I generally don’t spend much time ruminating about Being a Doctor. I mostly like being a doctor (most days), and I’m lucky enough to have found a vocation that is intellectually challenging and gives me the sense that I’m doing some small thing to make people’s lives just a little bit better. It’s not quite how it’s cracked up to be in most television shows, but it’s a good gig. However, I suspect if I spent a lot of time around here wheezing about my Sacred Duties or some such it would get pretty tiresome pretty quickly. Back when I entered medical school, I made a commitment to never be one of those physicians who can only talk about medicine. I like to think I’ve been relatively successful thus far.
But something put me in a ruminative mood the other day. Maybe I didn’t get enough sleep the night before. Maybe I didn’t drink enough coffee. Maybe there were too many melancholy songs on the radio. I don’t know. But ruminative I was.
Things began with the usual conference I have every week with my colleagues in the office. We discuss a variety of things at these meetings. Often we’ll go over some new recommendation or revisit our practice’s approach to a particular illness or issue. We frequently review journal articles in an effort to stay abreast of the newest standards of care. And sometimes we’ll discuss difficult cases.
This week was one of those difficult cases weeks. Ethical probity (to say nothing of HIPAA) prevents me from going into any particular detail. Suffice it to say a couple of my colleagues have had to deal with some very challenging families lately. The medical term of art for their kind of problems is “social issues,” a broad term that encompasses just about anything going on in the home, school, community, etc that is not strictly medical but that has a negative impact on the patient’s health or well-being anyway. (Its medical connotations and political connotations have some overlap, but not much.) And this week’s social issues were some real doozies, from the extremes of neglect to the various ways parents’ own psychological scars can insinuate themselves into their failing their children. Not the worst of human behavior from a global perspective, but a depressing collection of pathologies nonetheless.
Of course, our ability as medical providers to “fix” these things is quite circumscribed. We can provide the best medical care we know how, we can try to operate within “the system” to whatever extent it has gotten involved in the children’s cases, and we can find as many resources as possible for these kids.

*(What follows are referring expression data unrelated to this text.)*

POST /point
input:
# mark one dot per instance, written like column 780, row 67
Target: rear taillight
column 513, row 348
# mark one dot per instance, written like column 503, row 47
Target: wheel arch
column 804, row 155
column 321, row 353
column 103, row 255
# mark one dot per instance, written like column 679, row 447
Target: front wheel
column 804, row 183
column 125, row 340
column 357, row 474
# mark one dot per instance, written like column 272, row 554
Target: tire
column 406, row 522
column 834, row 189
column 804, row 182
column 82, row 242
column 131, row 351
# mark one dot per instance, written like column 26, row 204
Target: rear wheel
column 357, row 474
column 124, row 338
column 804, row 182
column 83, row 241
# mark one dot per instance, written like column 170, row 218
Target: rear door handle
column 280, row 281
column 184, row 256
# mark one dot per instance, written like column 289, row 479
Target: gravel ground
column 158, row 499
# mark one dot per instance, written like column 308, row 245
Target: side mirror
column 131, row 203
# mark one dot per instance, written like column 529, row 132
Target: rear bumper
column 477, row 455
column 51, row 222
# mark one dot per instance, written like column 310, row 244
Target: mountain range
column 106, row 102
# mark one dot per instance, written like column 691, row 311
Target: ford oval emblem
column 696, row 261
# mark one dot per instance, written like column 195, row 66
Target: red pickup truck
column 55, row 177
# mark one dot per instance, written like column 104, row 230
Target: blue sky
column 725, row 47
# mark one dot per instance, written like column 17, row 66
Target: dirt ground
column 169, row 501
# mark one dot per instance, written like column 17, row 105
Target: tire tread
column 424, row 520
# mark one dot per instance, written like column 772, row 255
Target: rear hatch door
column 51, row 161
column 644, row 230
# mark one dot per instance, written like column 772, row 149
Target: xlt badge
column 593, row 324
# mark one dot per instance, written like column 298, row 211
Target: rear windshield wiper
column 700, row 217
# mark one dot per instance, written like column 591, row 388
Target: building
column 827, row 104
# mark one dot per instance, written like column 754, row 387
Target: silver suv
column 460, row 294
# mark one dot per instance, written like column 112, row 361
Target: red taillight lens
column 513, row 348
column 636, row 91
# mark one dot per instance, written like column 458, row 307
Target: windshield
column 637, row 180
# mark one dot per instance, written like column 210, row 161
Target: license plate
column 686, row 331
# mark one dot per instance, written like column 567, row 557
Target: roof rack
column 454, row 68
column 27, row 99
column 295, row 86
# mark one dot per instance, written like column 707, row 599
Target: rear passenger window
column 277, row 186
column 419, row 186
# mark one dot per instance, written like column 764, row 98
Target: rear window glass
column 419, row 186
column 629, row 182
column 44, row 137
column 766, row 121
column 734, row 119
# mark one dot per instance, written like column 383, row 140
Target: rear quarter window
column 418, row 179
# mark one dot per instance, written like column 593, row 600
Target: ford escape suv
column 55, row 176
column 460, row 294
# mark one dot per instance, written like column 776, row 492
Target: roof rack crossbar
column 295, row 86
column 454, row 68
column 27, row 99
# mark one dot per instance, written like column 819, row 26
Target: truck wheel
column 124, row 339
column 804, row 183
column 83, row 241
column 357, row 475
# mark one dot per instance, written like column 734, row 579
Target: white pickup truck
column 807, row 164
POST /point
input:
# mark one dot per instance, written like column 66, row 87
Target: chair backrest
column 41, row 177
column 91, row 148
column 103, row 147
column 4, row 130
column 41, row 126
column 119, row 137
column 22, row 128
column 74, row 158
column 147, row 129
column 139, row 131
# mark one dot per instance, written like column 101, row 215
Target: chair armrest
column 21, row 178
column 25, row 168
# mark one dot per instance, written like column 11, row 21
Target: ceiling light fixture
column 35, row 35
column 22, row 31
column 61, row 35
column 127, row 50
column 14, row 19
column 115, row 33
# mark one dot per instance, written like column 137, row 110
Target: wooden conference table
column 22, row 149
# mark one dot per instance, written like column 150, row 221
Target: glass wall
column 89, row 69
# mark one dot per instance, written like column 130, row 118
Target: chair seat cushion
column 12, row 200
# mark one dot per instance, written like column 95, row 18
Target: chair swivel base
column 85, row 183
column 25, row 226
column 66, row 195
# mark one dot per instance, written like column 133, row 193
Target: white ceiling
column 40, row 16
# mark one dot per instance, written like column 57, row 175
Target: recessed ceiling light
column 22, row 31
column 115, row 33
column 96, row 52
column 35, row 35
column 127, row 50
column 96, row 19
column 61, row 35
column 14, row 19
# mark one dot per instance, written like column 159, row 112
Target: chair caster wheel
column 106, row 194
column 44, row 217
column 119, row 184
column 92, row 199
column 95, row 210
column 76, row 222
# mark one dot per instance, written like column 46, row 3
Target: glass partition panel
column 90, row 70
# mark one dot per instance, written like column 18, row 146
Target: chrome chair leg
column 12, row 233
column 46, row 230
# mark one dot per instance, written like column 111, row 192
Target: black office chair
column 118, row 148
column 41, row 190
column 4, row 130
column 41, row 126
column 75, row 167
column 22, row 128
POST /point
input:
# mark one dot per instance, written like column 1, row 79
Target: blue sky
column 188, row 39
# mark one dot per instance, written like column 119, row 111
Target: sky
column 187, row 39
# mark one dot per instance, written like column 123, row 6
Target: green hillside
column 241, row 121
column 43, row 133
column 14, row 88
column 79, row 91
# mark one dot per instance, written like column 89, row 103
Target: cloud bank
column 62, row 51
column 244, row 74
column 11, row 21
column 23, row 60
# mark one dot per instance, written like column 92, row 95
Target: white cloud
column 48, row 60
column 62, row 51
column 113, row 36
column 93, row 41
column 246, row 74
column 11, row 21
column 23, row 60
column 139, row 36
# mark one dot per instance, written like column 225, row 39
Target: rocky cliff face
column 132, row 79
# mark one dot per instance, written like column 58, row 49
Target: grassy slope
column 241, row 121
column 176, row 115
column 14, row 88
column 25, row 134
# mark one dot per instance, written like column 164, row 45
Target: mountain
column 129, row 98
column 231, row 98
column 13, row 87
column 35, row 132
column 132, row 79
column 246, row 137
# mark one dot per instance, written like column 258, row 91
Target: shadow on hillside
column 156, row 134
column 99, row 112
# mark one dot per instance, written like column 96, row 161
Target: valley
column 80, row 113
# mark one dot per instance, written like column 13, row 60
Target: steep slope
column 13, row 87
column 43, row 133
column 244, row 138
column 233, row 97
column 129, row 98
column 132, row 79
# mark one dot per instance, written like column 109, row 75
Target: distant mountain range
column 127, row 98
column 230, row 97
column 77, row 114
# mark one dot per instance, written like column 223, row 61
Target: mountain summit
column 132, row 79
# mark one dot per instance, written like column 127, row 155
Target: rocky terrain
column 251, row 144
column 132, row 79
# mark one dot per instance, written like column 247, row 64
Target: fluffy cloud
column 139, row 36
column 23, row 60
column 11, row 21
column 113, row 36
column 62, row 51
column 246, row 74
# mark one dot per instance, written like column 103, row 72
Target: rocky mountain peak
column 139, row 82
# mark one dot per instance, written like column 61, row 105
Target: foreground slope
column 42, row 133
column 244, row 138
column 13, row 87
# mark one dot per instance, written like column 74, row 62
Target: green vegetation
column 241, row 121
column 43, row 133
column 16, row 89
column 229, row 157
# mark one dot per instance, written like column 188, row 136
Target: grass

But we can work no miracles, and sometimes a miracle is the only intervention that will make a meaningful difference. Situations like this can create a feeling of, if not actual despair, then of extreme impotence and futility. There is little so disheartening as being involved in the care of a child who needs much more than you can provide.
So that was the morning. And with that I headed into Boston to attend the noon teaching conference.
The conference was about immune hydrops fetalis, a medical condition that used to be a relatively common cause of neonatal mortality, but which has become increasingly rare in the past few decades due to the advent of effective immunotherapy. The actual topic of the conference isn’t particularly important, however. What stuck me was learning just how far the technology has come in treating this one small disease in such a short time. The condition can be detected by measuring the blood flow in an artery in the brain via ultrasound. Severe cases can be treated in utero by giving blood transfusions to the fetus. It really is quite amazing.
And so I sat in wonderment and saw detailed models of the antibodies that circulate in the mother’s bloodstream and the infant’s. I learned about the genetic sequences that encode the different proteins that fold together to make them, and how they vary between species. I saw time-lapse images of electron microscopy showing these tiny structures being moved across a cell and into the bloodstream. In a single hour, I saw the work of countless brilliant men and women, striving to better understand and treat this one problem.
The only word to describe the feeling I get in these conferences is joy. It is joyful to see humanity’s ingenuity and industry bent toward curing disease, and toward better understanding the finest machinery of the human body. Even though the overlap between what I learned and the work I actually do is very small, it is joyful to apprehend some newly-discovered subtlety of our physiology and its remarkably intricate functioning. Whatever your beliefs about the origins of our species, we are wonderfully made indeed, and there is little more wonderful to behold than our ever-increasing understanding of ourselves. Aside from time with people I love, there is no more reliable gateway to joy for me than through the doorway into a teaching conference.
It was on my drive back from the hospital that I started musing. Within the span of two hours, I had gone from feelings of intense frustration and unhappiness to awe and joy, all within the context of my professional obligations. I had come into contact with people at their best and their worst. Life was wretched, life was sublime. All within two hours of one fairly routine day.
I know every profession and vocation is given its own vantage point to survey the world. We all have prisms and spyglasses that refract and distort our perspectives. Medicine is not unique. But I found myself grateful for the privilege of seeing people the way I do, in the problems they bring and in the ways my profession has come up with to meet them. We are not wizards, and we too often lose the humility that is a necessary piece of truly helping people. (The god complex isn’t associated with doctors for nothing.) Some problems defy our best intentions to solve them, and we fool ourselves to pretend otherwise. We can’t work miracles.
But sometimes we can work wonders. And it can be wonderful to be a part of it.
It was one of those days when I was happy I do what I do.